When I started working for WiSETI in Cambridge in 2003 I
was employed to work on a project specifically aimed at increasing the number
of women applying for positions in science and engineering. At that time I
thought that evaluating such a project would be easy. We knew what the
proportion of applicants for lecturing positions who were female was before the
project started. All we would need to do would be to monitor the proportion of
applicants who were female during and after the project and see if it
increased. As the project progressed I came to see this expectation as being
very naïve.
The problems are:
- Small numbers. How do you know whether an observed increase is due to the intervention or just a random fluctuation?
- If you aggregate data from different departments are you doing it in a meaningful way? You expect more applications from women for a position in Botany than for one in Computer Science. It could even be that some areas within a subject have more women than others.
- Measures are not evenly applied across departments. Some departments are enthusiastic and follow advice, some are enthusiastic but do their own thing, some are not enthusiastic but go through the motions and some are not enthusiastic and ignore advice. (And these descriptions are points along a continuum, not categories.)
- Other relevant variables change during the course of the project – legislation changes, policies change, heads of department and departmental administrators retire and are replaced, and new nurseries open. It is impossible to be sure that you are comparing apples with apples.

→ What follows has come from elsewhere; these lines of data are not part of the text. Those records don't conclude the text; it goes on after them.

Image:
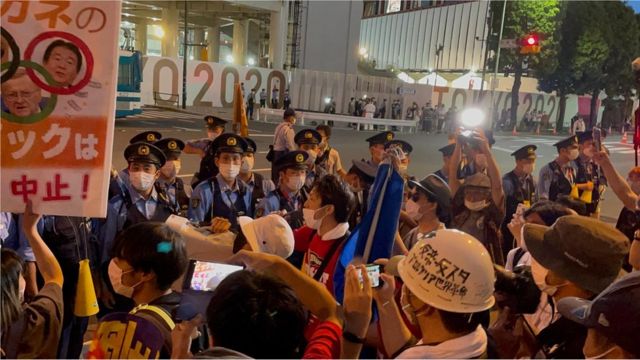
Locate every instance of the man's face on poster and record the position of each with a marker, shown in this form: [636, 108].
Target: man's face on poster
[21, 96]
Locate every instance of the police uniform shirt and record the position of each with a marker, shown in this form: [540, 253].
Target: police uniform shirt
[284, 138]
[117, 216]
[546, 177]
[202, 198]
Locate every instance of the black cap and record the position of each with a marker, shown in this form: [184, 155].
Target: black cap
[145, 152]
[568, 142]
[381, 138]
[289, 112]
[171, 147]
[366, 171]
[230, 143]
[292, 160]
[148, 136]
[435, 187]
[584, 136]
[251, 145]
[525, 152]
[214, 121]
[307, 136]
[405, 146]
[447, 150]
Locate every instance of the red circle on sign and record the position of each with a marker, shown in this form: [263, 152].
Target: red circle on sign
[75, 40]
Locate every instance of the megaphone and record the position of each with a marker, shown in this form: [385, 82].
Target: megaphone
[86, 302]
[574, 192]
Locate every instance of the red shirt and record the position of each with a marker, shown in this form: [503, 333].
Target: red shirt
[325, 342]
[316, 250]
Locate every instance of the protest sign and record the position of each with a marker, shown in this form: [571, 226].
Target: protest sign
[59, 76]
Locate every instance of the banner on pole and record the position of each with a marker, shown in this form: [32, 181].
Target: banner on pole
[59, 77]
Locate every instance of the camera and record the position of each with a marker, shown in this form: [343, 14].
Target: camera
[516, 289]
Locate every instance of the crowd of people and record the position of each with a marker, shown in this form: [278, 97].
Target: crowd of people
[484, 264]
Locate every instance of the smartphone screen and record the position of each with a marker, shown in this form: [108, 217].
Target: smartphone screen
[206, 276]
[373, 272]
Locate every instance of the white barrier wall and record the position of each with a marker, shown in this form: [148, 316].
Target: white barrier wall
[211, 85]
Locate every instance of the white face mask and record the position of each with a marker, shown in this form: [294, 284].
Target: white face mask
[573, 154]
[170, 169]
[528, 168]
[247, 164]
[141, 181]
[312, 157]
[310, 220]
[295, 183]
[413, 210]
[229, 171]
[476, 205]
[115, 275]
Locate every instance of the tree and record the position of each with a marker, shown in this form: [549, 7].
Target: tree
[521, 18]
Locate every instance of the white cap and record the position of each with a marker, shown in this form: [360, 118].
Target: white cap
[451, 271]
[269, 234]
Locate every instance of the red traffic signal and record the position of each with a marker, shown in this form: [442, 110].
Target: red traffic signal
[530, 44]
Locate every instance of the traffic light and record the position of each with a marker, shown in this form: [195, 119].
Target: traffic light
[530, 44]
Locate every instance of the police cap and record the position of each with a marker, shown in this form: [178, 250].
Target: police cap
[171, 147]
[405, 146]
[148, 136]
[145, 152]
[230, 143]
[381, 138]
[307, 136]
[293, 160]
[525, 152]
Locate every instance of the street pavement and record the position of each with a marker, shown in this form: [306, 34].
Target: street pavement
[352, 145]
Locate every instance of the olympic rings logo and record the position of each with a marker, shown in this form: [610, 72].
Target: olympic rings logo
[50, 84]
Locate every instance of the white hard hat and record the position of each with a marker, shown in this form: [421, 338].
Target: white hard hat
[269, 234]
[451, 271]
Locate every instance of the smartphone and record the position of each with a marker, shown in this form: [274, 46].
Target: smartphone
[373, 272]
[597, 139]
[206, 276]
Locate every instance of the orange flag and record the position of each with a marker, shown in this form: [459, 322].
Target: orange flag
[240, 122]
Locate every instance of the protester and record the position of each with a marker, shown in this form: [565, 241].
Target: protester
[223, 195]
[557, 177]
[147, 259]
[32, 330]
[326, 214]
[283, 141]
[430, 205]
[261, 316]
[612, 319]
[577, 256]
[329, 158]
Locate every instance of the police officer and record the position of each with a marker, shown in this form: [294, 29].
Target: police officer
[223, 195]
[290, 195]
[118, 181]
[140, 201]
[283, 141]
[169, 182]
[309, 140]
[258, 185]
[406, 149]
[203, 147]
[519, 188]
[360, 177]
[443, 172]
[587, 179]
[558, 176]
[376, 146]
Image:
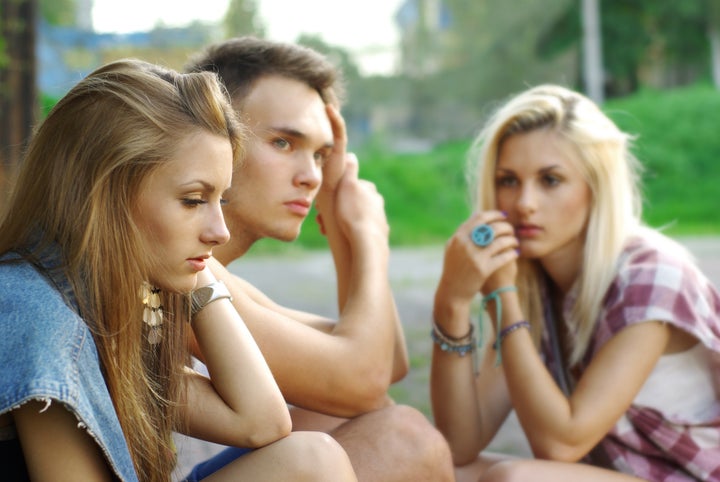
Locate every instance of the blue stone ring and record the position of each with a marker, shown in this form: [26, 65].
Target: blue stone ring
[482, 235]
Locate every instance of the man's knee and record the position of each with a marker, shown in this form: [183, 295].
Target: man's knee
[506, 471]
[316, 454]
[423, 443]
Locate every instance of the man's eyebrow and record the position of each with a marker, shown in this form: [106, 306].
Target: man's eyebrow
[289, 131]
[206, 185]
[547, 169]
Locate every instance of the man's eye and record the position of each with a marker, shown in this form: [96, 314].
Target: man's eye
[321, 158]
[281, 143]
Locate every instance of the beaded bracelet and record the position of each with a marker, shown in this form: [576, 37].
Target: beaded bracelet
[461, 346]
[507, 330]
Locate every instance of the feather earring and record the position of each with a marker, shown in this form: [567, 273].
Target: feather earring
[152, 312]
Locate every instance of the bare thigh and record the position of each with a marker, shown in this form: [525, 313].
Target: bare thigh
[301, 457]
[544, 470]
[304, 420]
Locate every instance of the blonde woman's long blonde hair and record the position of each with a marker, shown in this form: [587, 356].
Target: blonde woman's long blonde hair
[77, 187]
[602, 153]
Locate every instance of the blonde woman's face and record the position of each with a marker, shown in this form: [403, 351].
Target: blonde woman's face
[544, 194]
[179, 210]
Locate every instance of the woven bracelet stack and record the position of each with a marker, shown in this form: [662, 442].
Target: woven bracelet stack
[468, 343]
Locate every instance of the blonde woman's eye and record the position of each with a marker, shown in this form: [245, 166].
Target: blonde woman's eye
[551, 180]
[193, 202]
[506, 181]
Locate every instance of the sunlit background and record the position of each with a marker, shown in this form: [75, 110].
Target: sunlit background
[421, 76]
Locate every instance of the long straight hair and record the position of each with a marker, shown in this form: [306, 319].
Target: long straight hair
[77, 187]
[602, 153]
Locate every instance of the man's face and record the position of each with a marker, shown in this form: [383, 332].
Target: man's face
[290, 137]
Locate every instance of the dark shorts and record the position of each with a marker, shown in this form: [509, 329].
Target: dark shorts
[212, 465]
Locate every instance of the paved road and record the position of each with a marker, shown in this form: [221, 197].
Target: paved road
[305, 280]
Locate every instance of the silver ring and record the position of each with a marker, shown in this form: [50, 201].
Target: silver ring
[482, 235]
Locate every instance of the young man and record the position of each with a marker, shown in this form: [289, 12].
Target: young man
[335, 373]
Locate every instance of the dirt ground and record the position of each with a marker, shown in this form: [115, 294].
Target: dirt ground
[306, 281]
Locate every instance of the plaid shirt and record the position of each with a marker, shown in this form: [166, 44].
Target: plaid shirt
[652, 283]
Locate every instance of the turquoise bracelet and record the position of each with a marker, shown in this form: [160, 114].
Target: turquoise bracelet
[495, 295]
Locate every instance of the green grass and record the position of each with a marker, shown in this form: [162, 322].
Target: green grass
[677, 141]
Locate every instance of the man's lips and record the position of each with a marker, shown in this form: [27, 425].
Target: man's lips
[300, 207]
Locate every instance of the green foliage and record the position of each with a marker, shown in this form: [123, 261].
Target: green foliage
[58, 12]
[241, 18]
[677, 142]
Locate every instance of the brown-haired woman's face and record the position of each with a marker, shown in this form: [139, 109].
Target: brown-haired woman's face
[179, 210]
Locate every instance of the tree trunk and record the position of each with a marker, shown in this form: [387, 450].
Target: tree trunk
[18, 97]
[592, 50]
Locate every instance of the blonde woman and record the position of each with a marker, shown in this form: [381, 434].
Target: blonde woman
[604, 336]
[114, 215]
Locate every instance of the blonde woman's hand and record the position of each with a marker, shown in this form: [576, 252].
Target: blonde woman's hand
[469, 267]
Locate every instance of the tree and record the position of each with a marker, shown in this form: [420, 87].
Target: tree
[18, 97]
[58, 12]
[592, 51]
[241, 18]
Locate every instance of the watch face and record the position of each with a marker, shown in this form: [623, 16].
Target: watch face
[201, 297]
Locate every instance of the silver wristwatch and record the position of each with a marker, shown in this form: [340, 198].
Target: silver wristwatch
[202, 297]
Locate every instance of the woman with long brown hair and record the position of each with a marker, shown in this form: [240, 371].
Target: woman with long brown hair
[103, 247]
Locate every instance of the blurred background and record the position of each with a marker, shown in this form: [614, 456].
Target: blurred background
[421, 76]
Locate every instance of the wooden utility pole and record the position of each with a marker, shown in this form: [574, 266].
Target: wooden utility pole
[593, 75]
[18, 95]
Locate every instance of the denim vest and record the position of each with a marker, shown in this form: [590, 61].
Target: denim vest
[47, 353]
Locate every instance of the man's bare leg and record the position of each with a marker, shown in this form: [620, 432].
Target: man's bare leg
[393, 444]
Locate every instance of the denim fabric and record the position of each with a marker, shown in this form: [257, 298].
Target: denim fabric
[47, 353]
[217, 462]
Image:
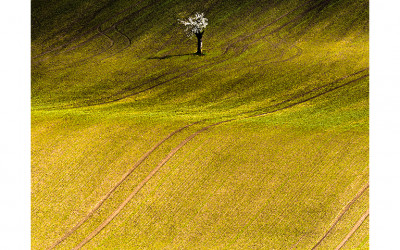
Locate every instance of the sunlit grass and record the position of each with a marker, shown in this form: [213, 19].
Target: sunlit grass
[270, 181]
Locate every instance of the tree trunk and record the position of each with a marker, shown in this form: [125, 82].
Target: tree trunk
[199, 42]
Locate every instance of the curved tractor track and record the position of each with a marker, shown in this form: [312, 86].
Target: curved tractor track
[344, 210]
[353, 230]
[59, 49]
[123, 95]
[184, 142]
[123, 178]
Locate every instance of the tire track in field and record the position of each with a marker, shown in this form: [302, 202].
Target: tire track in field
[112, 43]
[108, 194]
[172, 153]
[142, 183]
[353, 230]
[340, 215]
[77, 37]
[287, 199]
[186, 72]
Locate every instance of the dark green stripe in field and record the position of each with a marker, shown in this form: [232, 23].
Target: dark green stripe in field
[279, 144]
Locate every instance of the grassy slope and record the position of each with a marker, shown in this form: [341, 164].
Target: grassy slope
[272, 181]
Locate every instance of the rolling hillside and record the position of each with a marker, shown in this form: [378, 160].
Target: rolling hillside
[262, 143]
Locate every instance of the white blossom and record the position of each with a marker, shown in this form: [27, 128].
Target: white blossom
[195, 24]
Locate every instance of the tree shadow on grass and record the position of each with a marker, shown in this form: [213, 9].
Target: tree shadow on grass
[169, 56]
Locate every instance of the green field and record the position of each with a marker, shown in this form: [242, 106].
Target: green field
[262, 143]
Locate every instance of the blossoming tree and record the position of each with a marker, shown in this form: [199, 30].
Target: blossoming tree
[196, 25]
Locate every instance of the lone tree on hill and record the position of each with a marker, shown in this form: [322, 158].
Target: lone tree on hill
[195, 26]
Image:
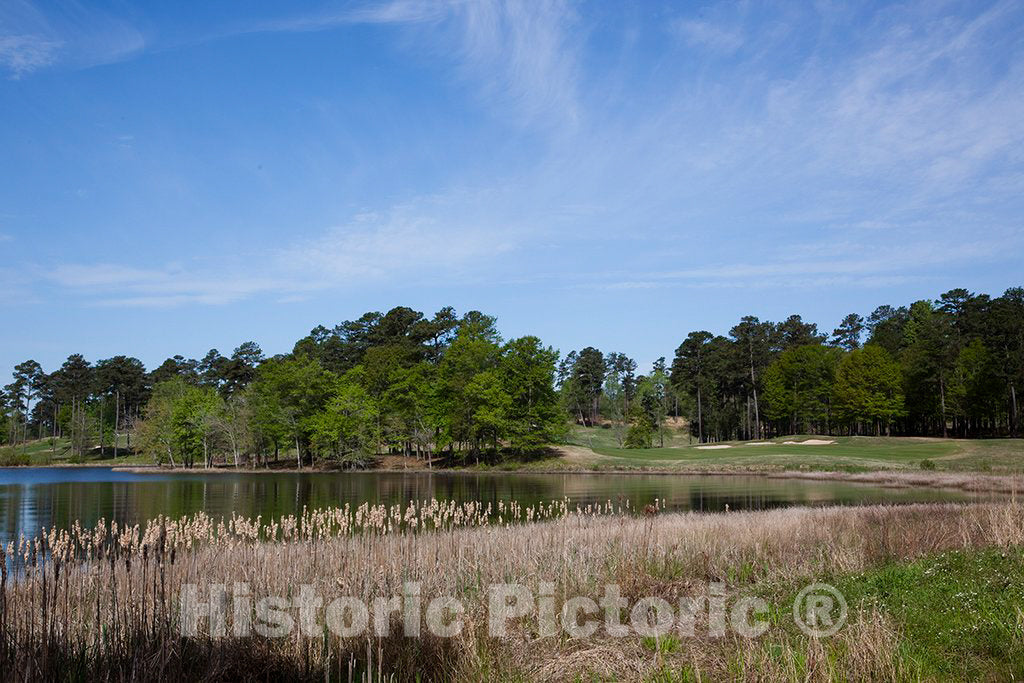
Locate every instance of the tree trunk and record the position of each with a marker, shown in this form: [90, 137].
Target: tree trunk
[942, 399]
[1013, 417]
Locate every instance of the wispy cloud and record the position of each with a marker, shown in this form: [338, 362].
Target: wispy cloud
[859, 161]
[436, 238]
[71, 35]
[707, 35]
[521, 54]
[24, 54]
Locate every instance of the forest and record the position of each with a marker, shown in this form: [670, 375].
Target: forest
[449, 389]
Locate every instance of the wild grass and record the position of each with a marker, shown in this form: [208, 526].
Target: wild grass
[101, 603]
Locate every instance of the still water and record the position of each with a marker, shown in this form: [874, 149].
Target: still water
[40, 497]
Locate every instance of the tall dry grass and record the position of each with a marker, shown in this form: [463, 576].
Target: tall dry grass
[102, 603]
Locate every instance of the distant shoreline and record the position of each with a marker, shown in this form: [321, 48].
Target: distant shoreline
[968, 481]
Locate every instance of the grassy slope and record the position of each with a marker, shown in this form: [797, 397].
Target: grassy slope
[851, 454]
[41, 453]
[955, 615]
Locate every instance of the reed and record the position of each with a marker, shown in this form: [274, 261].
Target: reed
[101, 603]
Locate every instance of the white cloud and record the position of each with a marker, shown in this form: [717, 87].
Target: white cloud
[708, 35]
[520, 53]
[24, 54]
[71, 35]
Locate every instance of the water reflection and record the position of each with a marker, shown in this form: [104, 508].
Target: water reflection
[35, 498]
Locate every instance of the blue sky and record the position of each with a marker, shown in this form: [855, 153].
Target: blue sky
[177, 177]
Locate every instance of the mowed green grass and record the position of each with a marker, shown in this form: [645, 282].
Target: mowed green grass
[848, 453]
[957, 615]
[42, 453]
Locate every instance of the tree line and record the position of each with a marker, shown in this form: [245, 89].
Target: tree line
[450, 386]
[387, 383]
[949, 367]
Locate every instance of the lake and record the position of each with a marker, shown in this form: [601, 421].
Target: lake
[33, 498]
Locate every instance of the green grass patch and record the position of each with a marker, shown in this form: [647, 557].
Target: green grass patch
[958, 613]
[847, 454]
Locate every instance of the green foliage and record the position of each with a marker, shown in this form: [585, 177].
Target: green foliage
[960, 612]
[868, 388]
[799, 386]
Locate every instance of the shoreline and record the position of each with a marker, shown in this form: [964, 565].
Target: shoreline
[967, 481]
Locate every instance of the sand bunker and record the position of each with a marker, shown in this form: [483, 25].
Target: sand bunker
[810, 441]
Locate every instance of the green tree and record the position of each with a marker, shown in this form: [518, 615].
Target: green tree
[798, 388]
[532, 418]
[868, 389]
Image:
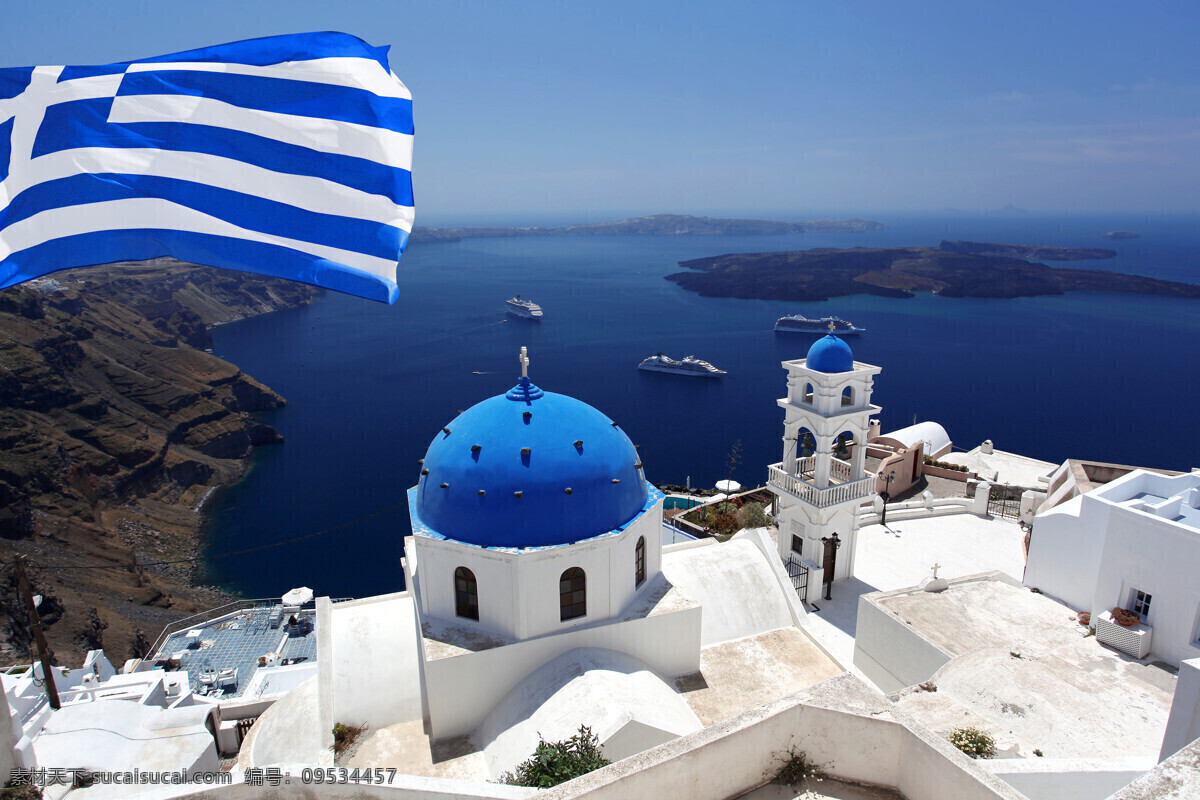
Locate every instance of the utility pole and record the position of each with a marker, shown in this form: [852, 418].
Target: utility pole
[35, 621]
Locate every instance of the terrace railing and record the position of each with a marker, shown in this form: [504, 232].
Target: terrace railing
[822, 498]
[207, 617]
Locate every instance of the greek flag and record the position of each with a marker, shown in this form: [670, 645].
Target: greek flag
[287, 156]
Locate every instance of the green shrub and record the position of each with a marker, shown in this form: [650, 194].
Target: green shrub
[557, 762]
[797, 769]
[345, 735]
[973, 743]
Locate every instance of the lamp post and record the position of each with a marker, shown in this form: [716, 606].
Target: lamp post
[833, 563]
[886, 495]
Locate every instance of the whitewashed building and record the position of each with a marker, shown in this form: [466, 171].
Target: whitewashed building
[540, 597]
[821, 479]
[1132, 543]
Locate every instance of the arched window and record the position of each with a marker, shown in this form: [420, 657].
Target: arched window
[805, 444]
[466, 594]
[843, 444]
[573, 594]
[640, 561]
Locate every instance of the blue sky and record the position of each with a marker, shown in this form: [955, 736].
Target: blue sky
[593, 109]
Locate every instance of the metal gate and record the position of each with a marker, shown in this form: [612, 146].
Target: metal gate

- Is the proportion of job applicants who are female even the right quantity to monitor? What matters in the end is how many women are appointed. Does increasing the number of female applicants from say 5 out of 35 to say 10 out of 40 actually increase the likelihood that a woman is appointed? Or does it just mean that five extra women have devoted a considerable amount of their precious time to writing a job application and another group of people have had to spend their time reading them? If relatively few women are applying for lecturing positions in STEM does this mean that women are establishing themselves as independent researchers and then not applying for academic positions or does it mean that they are not establishing themselves as independent researchers and hence qualifying for the academic positions in the first place? Is it that women lack confidence and hence don’t apply for positions? Or is it that women tend to be time poor and therefore less likely to spend some of that precious time applying for a job unless they think they have a reasonable chance of success? If women are less likely to apply for a job for which they are qualified than men are, is the solution necessarily to persuade women to behave more like men?
So, even a project with relatively
well-defined objectives is not necessarily straightforward to evaluate.
If you are trying to decide how to most
effectively deploy available resources to achieve the best effect then you also
need to take into account what resources were devoted to the project. When you
are estimating the resources used by a project do you take into account time
effectively donated to the project? How do you compare a project that has a
positive effect on a small fraction of participants but can be delivered to a
large number of people with a project that makes a difference to most of its
participants but can be delivered to only a few people?
There are a lot of questions here. I would
really like to see some rigorous discussion of how interventions are evaluated, provided, of course, that this is not at the expense of actually doing something.